ITV’s new five-parter Viewpoint concerns the activities of another Cinderella arm of policing, the surveillance unit. In a town very like Manchester, Gemma Hillman (Amy Wren), a young primary school teacher, has gone missing. DC Martin Young (Noel Clarke) has been ordered to set up a surveillance unit near her home, so he can discreetly snoop on her neighbours/suspects in her disappearance. There is one obvious suspect: Gemma’s live-in partner Greg (Fehinti Balogun), who we see, from our viewpoint, has anger management issues and is violent, possessive and more than a bit paranoid – and thus far too obvious a candidate to be the killer.
Gemma’s immediate neighbours are a youngish unstable couple, Carl and Kate Tuckman (Dominic Allburn and Catherine Tyldesley), whose kid goes to Gemma’s school: Kate’s an insecure social-media influencer (if that’s not a multiple oxymoron) and Carl’s a builder with a wandering eye and a very secure view of himself. There’s also an eccentric who seems to live on a boat parked in the street, who’s your very outside bet.
But most of the emotional and surveillance action takes place in the flat that the unit has requisitioned, where Zoe (Alexandra Roach) lives with her 10-year-old daughter and occasionally present partner Tim (Andrew Hawley). Zoe, who is never seen without a large glass of red wine in her hand, immediately tries to build a rapport with her new lodger. Unprofessionally, he doesn’t seem to mind too much. I think we can see where that is headed, given that she too knew Gemma, via school, and is also thus a potential murderer. The most intriguing thing is that Zoe has been conducting her own personal surveillance operation on her neighbours for some time, for reason that are unclear. In Hitchcock’s classic Rear Window, Jimmy Stewart is forced (sort of) to keep an eye on his neighbours because he’s in a wheelchair and hasn’t got a television. Zoe has no such excuses, beyond the usual vague prurient curiosity of the nosey neighbour. Or does she?
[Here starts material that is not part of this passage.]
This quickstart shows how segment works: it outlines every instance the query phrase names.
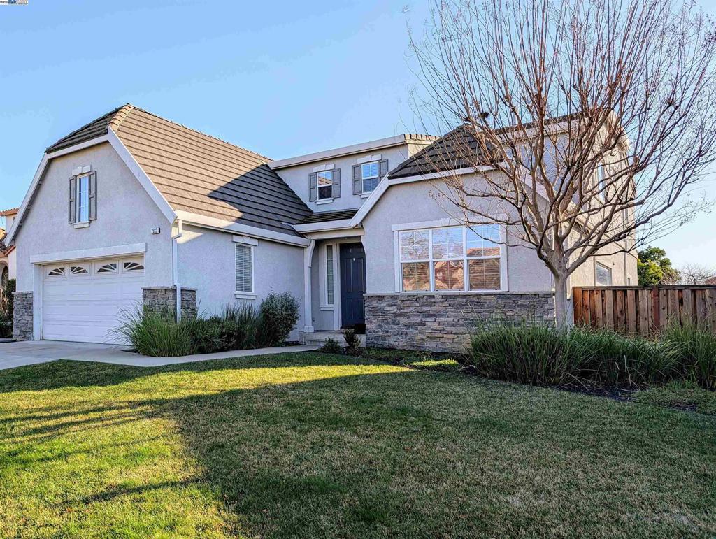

The whole set-up in Viewpoint is in fact a bit contrived, it must be said, and, so far, it’s hardly a masterclass in Hitchcockian tension, but we’ve barely been introduced to the cast and it holds much promise. I loved the dark, claustrophobic feel of the piece, where much of the surveillance and comings and goings happen at night, and the way that the two lost souls of Zoe and Martin are thrown together, with nothing more in common than their amateur and professional voyeurism.
As viewers, we too are sort-of meta-voyeurs, spying on the whole scene, and, like real life voyeurism, it can be addictive.